Logs are the valuable resource for debugging. When we have a website, we also often look into Nginx logs to see what happened with our website. But they are often cluttered by the visit of search bots, which make us difficult to find the noteworthy lines. So how to tell Nginx to log the search bot activities to another file, to make our access log cleaner?

To do that, first, create an file to help Nginx distinguish who is search bot. Create a file bot_definition.conf in /etc/nginx/conf.d folder, with this content:

map $http_user_agent $is_bot {
        ~Pingdom 1;
        ~Appenlight 1;

        ~Googlebot 1;
        ~Baiduspider 1;
        ~facebookexternalhit 1;
        ~MJ12bot 1;
        ~YandexBot 1;
        ~AhrefsBot 1;
        ~coccoc 1;

        default 0;

map $is_bot $is_not_bot {
        0 1;
        1 0;

Now, update your virtual host config. For example, with my website, the file is in /etc/nginx/sites-available/quanweb.conf. Add the include to the top of file then find the access_log directive and change to this:

include conf.d/bot_definition.conf;

# Other lines

access_log /var/log/nginx/quanweb/access.log combined if=$is_not_bot;
access_log /var/log/nginx/quanweb/bot_access.log combined if=$is_bot;

Change the log file path to your actual setup.
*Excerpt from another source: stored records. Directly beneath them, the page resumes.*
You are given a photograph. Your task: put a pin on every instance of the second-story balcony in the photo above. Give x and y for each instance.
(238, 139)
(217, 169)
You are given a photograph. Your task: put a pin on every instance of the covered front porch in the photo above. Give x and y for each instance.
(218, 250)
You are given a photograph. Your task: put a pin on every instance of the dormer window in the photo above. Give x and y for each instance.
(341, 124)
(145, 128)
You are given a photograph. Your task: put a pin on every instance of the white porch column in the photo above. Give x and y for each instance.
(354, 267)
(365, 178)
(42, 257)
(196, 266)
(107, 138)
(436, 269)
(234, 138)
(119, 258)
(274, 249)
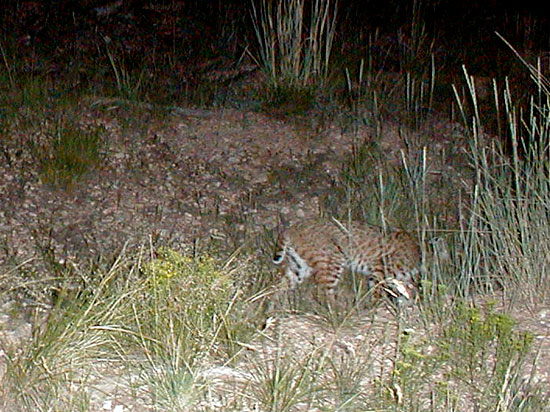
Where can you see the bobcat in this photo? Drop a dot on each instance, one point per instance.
(325, 249)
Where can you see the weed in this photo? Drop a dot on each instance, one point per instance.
(68, 153)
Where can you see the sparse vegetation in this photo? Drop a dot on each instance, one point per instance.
(200, 321)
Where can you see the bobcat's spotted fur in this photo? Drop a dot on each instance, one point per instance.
(323, 250)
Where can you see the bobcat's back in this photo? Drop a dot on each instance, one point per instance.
(324, 250)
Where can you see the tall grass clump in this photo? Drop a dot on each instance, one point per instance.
(68, 152)
(506, 226)
(293, 54)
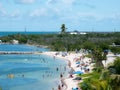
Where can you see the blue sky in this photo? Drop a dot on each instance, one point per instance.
(48, 15)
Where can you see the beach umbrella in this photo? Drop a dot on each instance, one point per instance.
(77, 78)
(78, 72)
(77, 62)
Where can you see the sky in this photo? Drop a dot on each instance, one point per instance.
(49, 15)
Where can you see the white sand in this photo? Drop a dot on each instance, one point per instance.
(70, 57)
(69, 81)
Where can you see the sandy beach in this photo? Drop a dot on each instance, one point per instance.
(70, 57)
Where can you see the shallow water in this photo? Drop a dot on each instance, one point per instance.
(31, 72)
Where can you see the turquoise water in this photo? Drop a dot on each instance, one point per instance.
(28, 33)
(31, 72)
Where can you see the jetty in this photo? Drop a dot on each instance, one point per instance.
(18, 52)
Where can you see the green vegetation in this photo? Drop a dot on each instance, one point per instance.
(102, 80)
(68, 42)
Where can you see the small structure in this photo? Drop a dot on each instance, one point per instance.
(15, 41)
What is added is the combined if=.... Because Nginx does not support the if=!$some_var syntax, we have to define two variables, $is_bot and $is_not_bot.

After saving the file, remember to test if your new config breaks Nginx:

$ sudo service nginx testconfig

If it says Ok, you can then apply the config:

$ sudo systemctl reload nginx

Now, check you main access log file. It no longer contains the visit of search bot. Note the the list of patterns to recognize bot above is not complete. You can extend it if you find something new.